Jason and the Argonauts was the bane of my childhood … see, I was raised Baptist in western NY state. Therefore Sunday mornings were fixed - church from 10am to noon, then a family meal with our Grandparents either at their summer house or at Letchworth State Park’s Glen Iris Inn. So from the age of 5 in 1966 until I was 12 and rebelled at the church part, the Shhh! Show started at 830 with a couple of short cartoons and then a feature film starting at 900. So, whatever I was watching ended for me at 10 minutes to 10 when we left for church. I must have seen the beginning of Jason 10 or 12 times … just to be dragged away right after I got invested in watching it. sob It would be YEARS before I managed to actually see the wonder that was Jason and the Argonauts all the way through!
Reasonably good movie, although it suffered initially because it came out around the same time as “Raiders of the Lost Ark”. Although I remember “Circus” magazine reviewed both in the same issue and preferred “Clash”.

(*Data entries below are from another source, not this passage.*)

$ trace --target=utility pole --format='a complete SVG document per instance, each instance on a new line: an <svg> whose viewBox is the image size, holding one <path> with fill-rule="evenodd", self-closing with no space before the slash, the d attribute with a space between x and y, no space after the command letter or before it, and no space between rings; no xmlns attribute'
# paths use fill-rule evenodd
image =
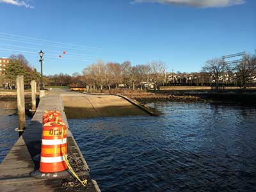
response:
<svg viewBox="0 0 256 192"><path fill-rule="evenodd" d="M173 69L172 69L172 83L174 83Z"/></svg>
<svg viewBox="0 0 256 192"><path fill-rule="evenodd" d="M41 62L41 84L40 84L40 90L44 90L44 84L43 84L43 56L44 52L41 51L39 52L39 56L40 59L39 60L39 62Z"/></svg>
<svg viewBox="0 0 256 192"><path fill-rule="evenodd" d="M24 92L24 76L18 76L17 83L17 105L19 115L19 131L23 131L26 127L25 97Z"/></svg>

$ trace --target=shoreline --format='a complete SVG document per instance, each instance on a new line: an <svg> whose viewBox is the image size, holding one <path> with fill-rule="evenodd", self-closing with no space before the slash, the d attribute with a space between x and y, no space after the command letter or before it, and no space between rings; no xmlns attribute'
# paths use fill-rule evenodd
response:
<svg viewBox="0 0 256 192"><path fill-rule="evenodd" d="M96 93L96 92L95 92ZM120 94L141 104L156 102L198 102L234 103L256 106L256 90L103 90L101 93Z"/></svg>

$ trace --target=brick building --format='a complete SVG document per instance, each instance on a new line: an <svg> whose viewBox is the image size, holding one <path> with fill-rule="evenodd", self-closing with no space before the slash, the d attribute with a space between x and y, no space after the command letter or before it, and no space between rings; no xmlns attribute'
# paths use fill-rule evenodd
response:
<svg viewBox="0 0 256 192"><path fill-rule="evenodd" d="M9 64L10 59L7 58L0 58L0 74L4 74L7 65Z"/></svg>

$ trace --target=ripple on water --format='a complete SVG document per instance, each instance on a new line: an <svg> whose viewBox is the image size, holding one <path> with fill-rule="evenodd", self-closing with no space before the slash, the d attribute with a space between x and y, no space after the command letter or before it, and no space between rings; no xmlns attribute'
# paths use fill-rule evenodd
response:
<svg viewBox="0 0 256 192"><path fill-rule="evenodd" d="M0 101L0 163L19 138L19 133L15 131L19 126L16 113L16 102Z"/></svg>
<svg viewBox="0 0 256 192"><path fill-rule="evenodd" d="M152 104L159 116L69 120L102 191L256 191L256 109Z"/></svg>

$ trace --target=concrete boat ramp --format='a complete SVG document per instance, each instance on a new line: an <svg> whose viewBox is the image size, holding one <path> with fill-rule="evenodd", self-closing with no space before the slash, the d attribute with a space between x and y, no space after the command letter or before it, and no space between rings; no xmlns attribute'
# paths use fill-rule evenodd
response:
<svg viewBox="0 0 256 192"><path fill-rule="evenodd" d="M148 115L146 111L118 96L70 92L49 93L41 98L30 124L0 164L1 191L100 191L97 182L91 179L88 166L68 129L68 159L79 177L88 180L86 187L72 176L55 179L49 179L47 174L40 179L31 176L31 173L39 168L42 118L45 110L60 111L67 127L66 114L72 118Z"/></svg>

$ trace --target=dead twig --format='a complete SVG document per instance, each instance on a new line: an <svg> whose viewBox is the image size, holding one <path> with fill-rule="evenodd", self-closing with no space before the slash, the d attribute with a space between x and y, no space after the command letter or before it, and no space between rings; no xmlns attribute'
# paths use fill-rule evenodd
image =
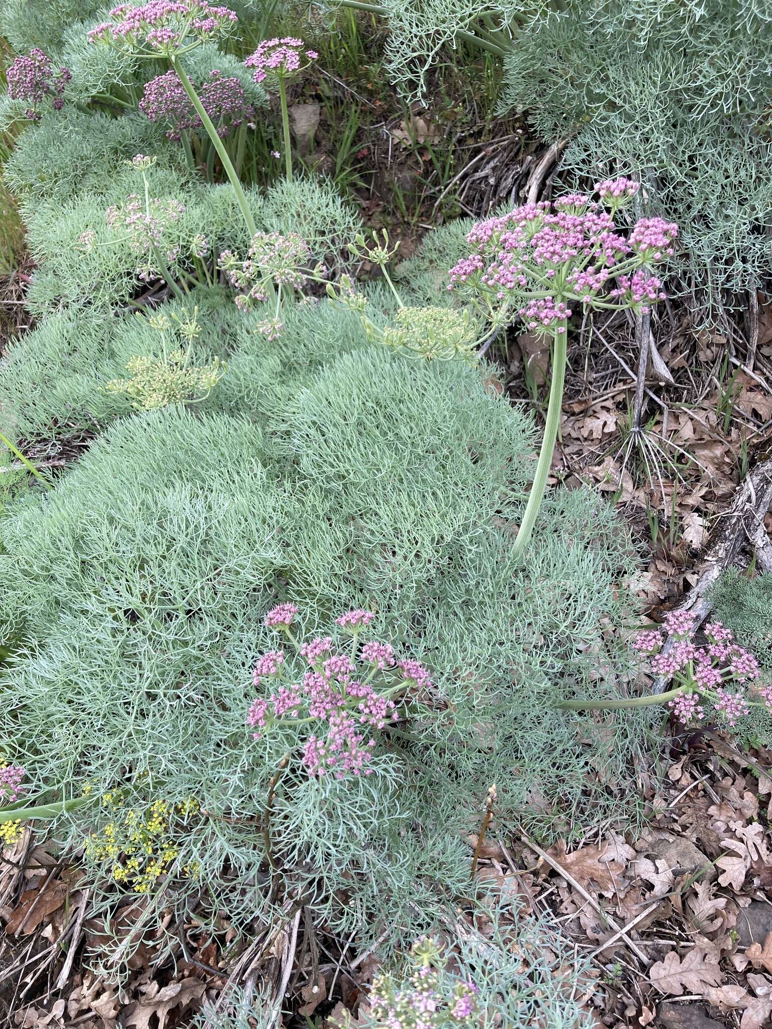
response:
<svg viewBox="0 0 772 1029"><path fill-rule="evenodd" d="M571 886L573 886L573 888L578 893L582 894L582 896L585 898L585 900L587 900L588 903L590 903L592 906L592 908L600 915L600 917L602 919L604 919L608 923L608 925L615 930L615 932L618 933L618 936L616 938L618 938L618 939L624 939L625 943L627 944L627 946L630 948L630 950L636 956L636 958L638 958L638 960L641 961L644 965L648 966L648 959L646 958L646 956L643 953L643 951L641 951L640 948L635 944L635 942L628 936L626 928L624 926L620 926L619 923L616 922L611 918L610 915L608 915L606 912L603 911L603 909L600 907L600 904L595 899L595 897L592 896L591 893L587 892L587 890L582 885L582 883L577 882L569 872L566 872L566 870L563 867L562 864L560 864L558 861L556 861L554 857L551 857L547 853L546 850L542 850L538 846L538 844L533 843L533 841L530 840L527 836L522 835L521 836L521 840L526 845L526 847L529 847L532 851L534 851L536 854L538 854L538 856L542 860L547 861L547 863L552 868L554 868L558 873L559 876L562 876L563 879L566 880L566 882L570 883ZM637 919L636 919L636 921L637 921Z"/></svg>

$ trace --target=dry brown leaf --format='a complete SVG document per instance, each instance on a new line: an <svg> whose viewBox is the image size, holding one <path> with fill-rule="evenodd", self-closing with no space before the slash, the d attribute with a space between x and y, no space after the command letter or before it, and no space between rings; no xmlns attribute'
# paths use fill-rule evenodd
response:
<svg viewBox="0 0 772 1029"><path fill-rule="evenodd" d="M715 932L725 924L724 912L729 900L727 897L714 897L714 888L712 883L697 882L694 893L687 898L692 922L703 934Z"/></svg>
<svg viewBox="0 0 772 1029"><path fill-rule="evenodd" d="M301 996L306 1003L297 1008L299 1015L313 1015L322 1000L327 999L327 984L321 972L316 977L315 983L301 987Z"/></svg>
<svg viewBox="0 0 772 1029"><path fill-rule="evenodd" d="M655 863L647 857L639 857L635 862L635 871L654 887L648 896L650 900L664 896L673 885L673 873L665 858L659 858Z"/></svg>
<svg viewBox="0 0 772 1029"><path fill-rule="evenodd" d="M407 120L399 122L399 128L392 130L391 135L402 146L412 146L414 143L436 143L440 133L433 122L428 118L418 114L411 114Z"/></svg>
<svg viewBox="0 0 772 1029"><path fill-rule="evenodd" d="M739 840L725 840L724 846L734 850L735 854L725 854L716 859L715 864L724 872L718 876L722 886L731 886L739 892L745 882L745 873L750 867L750 854L747 847Z"/></svg>
<svg viewBox="0 0 772 1029"><path fill-rule="evenodd" d="M660 993L670 993L675 997L682 993L702 993L708 987L717 986L724 979L715 957L699 947L694 947L682 959L677 951L670 951L662 961L652 965L648 975Z"/></svg>
<svg viewBox="0 0 772 1029"><path fill-rule="evenodd" d="M42 890L37 887L25 890L22 894L22 902L11 913L5 931L12 936L16 933L27 936L34 932L48 915L64 907L68 889L66 883L60 879L54 879Z"/></svg>
<svg viewBox="0 0 772 1029"><path fill-rule="evenodd" d="M705 519L697 511L688 511L683 516L683 539L695 551L701 551L707 540Z"/></svg>
<svg viewBox="0 0 772 1029"><path fill-rule="evenodd" d="M742 1009L740 1029L761 1029L772 1014L772 1000L768 997L751 997L738 985L711 987L705 990L705 999L723 1012Z"/></svg>
<svg viewBox="0 0 772 1029"><path fill-rule="evenodd" d="M755 968L765 968L772 972L772 932L768 932L764 944L751 944L745 950L745 957L750 958Z"/></svg>
<svg viewBox="0 0 772 1029"><path fill-rule="evenodd" d="M764 864L769 862L772 854L770 854L764 839L766 830L761 822L755 822L752 825L743 825L742 822L730 822L729 827L745 844L751 862L761 861Z"/></svg>
<svg viewBox="0 0 772 1029"><path fill-rule="evenodd" d="M155 1019L157 1021L152 1022L153 1029L166 1029L170 1013L175 1008L184 1012L194 1005L198 1006L205 990L206 983L197 979L178 980L162 988L157 983L148 983L145 996L131 1005L124 1026L126 1029L150 1029L151 1021ZM179 1020L176 1024L179 1024Z"/></svg>
<svg viewBox="0 0 772 1029"><path fill-rule="evenodd" d="M610 894L619 885L619 878L625 868L619 861L604 859L606 850L607 845L600 848L590 844L567 854L565 843L561 841L551 847L548 853L585 889L594 883L601 893Z"/></svg>
<svg viewBox="0 0 772 1029"><path fill-rule="evenodd" d="M772 396L762 390L743 387L737 394L735 404L744 415L755 416L762 422L772 419Z"/></svg>

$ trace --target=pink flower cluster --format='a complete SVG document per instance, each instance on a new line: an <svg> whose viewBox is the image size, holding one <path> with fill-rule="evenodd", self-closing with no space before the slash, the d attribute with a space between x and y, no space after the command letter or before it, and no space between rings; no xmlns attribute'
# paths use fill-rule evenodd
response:
<svg viewBox="0 0 772 1029"><path fill-rule="evenodd" d="M637 188L626 178L596 184L612 211ZM450 270L448 289L482 294L492 312L513 307L536 330L564 331L573 303L592 307L601 296L604 307L616 299L620 309L646 310L664 296L646 265L673 253L677 226L645 218L626 239L611 213L589 196L569 193L487 218L468 234L473 252Z"/></svg>
<svg viewBox="0 0 772 1029"><path fill-rule="evenodd" d="M40 119L38 107L49 97L55 110L62 109L65 86L72 78L69 68L54 71L50 58L35 47L28 57L16 58L7 71L8 96L11 100L26 100L31 104L25 117L32 121Z"/></svg>
<svg viewBox="0 0 772 1029"><path fill-rule="evenodd" d="M141 279L149 280L157 277L159 272L153 265L153 258L156 258L157 254L165 260L174 260L177 257L179 244L169 243L164 237L184 210L177 200L171 198L161 200L152 197L144 201L137 193L131 193L122 206L107 209L105 217L110 228L126 233L132 251L145 258L145 263L139 272Z"/></svg>
<svg viewBox="0 0 772 1029"><path fill-rule="evenodd" d="M191 83L196 88L196 83ZM224 138L245 119L254 117L254 108L247 102L244 86L233 75L212 71L198 88L202 106ZM169 139L180 139L183 132L201 128L201 118L185 93L176 71L156 75L145 84L139 109L150 121L166 121Z"/></svg>
<svg viewBox="0 0 772 1029"><path fill-rule="evenodd" d="M318 57L316 50L306 49L302 39L284 36L283 39L264 39L244 64L247 68L254 68L255 82L268 80L269 84L275 84L280 78L300 74Z"/></svg>
<svg viewBox="0 0 772 1029"><path fill-rule="evenodd" d="M264 653L255 665L254 683L272 691L252 702L247 725L258 739L276 724L318 721L323 732L312 733L302 745L301 760L308 774L329 773L338 779L370 775L376 747L373 732L398 720L392 695L430 687L429 673L412 659L396 662L393 648L377 640L358 648L355 641L351 653L339 650L332 636L318 636L297 646L289 632L296 614L294 604L279 604L266 615L266 625L284 631L306 671L292 675L283 649ZM336 625L358 628L372 617L371 611L359 608L340 615Z"/></svg>
<svg viewBox="0 0 772 1029"><path fill-rule="evenodd" d="M104 42L138 57L171 56L224 35L237 22L227 7L207 0L149 0L145 4L119 4L89 33L90 42Z"/></svg>
<svg viewBox="0 0 772 1029"><path fill-rule="evenodd" d="M19 765L0 764L0 807L14 804L24 793L24 769Z"/></svg>
<svg viewBox="0 0 772 1029"><path fill-rule="evenodd" d="M694 616L688 611L672 611L661 630L639 633L633 644L639 652L652 655L655 675L670 680L672 688L680 690L668 702L677 719L687 724L704 718L708 703L729 725L748 714L751 704L772 712L772 686L758 681L760 669L753 654L739 646L720 622L708 623L705 636L706 642L698 645ZM746 683L759 700L748 701L743 691Z"/></svg>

The Harryhausen special effects have always struck me as, well, movie special effects. I am sure they took a lot of time, energy, and skill but they seem stilted.
Why did they cast Ursula Andress as Aphrodite and give her nothing but stand on a checkerboard and nod when Zeus/Olivier mentions her? To get a name they can use to promote?
I appreciate TCM left in the scene with Judi Bowker’s butt (more likely a body double). Gratuitous sex is always appreciated.
Clash of the Titans will always have a special place in my heart. It was the very first movie I watched on my family’s newfangled contraption we got about that time. Something called a “VCR.”
Actually, “Claymation” was a trademark of Will Vinton Productions, and using it to describe all plasticine (not clay)-based stop motion animation is like using “Kleenex” to descibe all disposable tissues. People do it, but the Kleenex people still keep buying pages in writer’s magazines asking people to say “Kleenex brand disposable tissues” . (Even though the only writer I’ve ever seen do this is Dave Barry, wwho’s clearly poking fun at the whole concept).
When the remake first came out, there were blogs on the internet complaining about the poor writing of the remake, compared with that of the original film. It wasn’t concise, lacked direction, and suffered from having the ending changed while the thing was in production.
Beverly Cross (who wrote the original screenplay, not to mention that for Jason and the Argonauts, and contributed to Lawrence of Arabia) had a Classical background, and knew whereof he wrote. There are several nods to the original Greek sources that most people wouldn’t catch, but he wasn’t slavish to them. His writing is succinct and direct, he sets up his conflict early and well (and in the process changes the myth somewhat, but a lot of artists do that) He wasn’t the first to put Perseus on the back of Pegasus, not by a long shot, although that’s not the “classic” myth as recounted in most sources.
Some of the changes were clearly Harryhausen’s idea, to make for more stop-motion goodness. Having the scorpions become gigantic, for instance, or making Andromeda’s former suitor (whose name the script changed to Calibos) a half-monster. The nly change I didn’t care for was that damned owl Bubo, which looks like an attempt to copy R2D2, although Harryhausen swore it wasn’t.
Harry Hamlin got a little extra mileage out of that role years later. In Veronica Mars, scenes from the movie were used to establish his character’s “action hero” persona.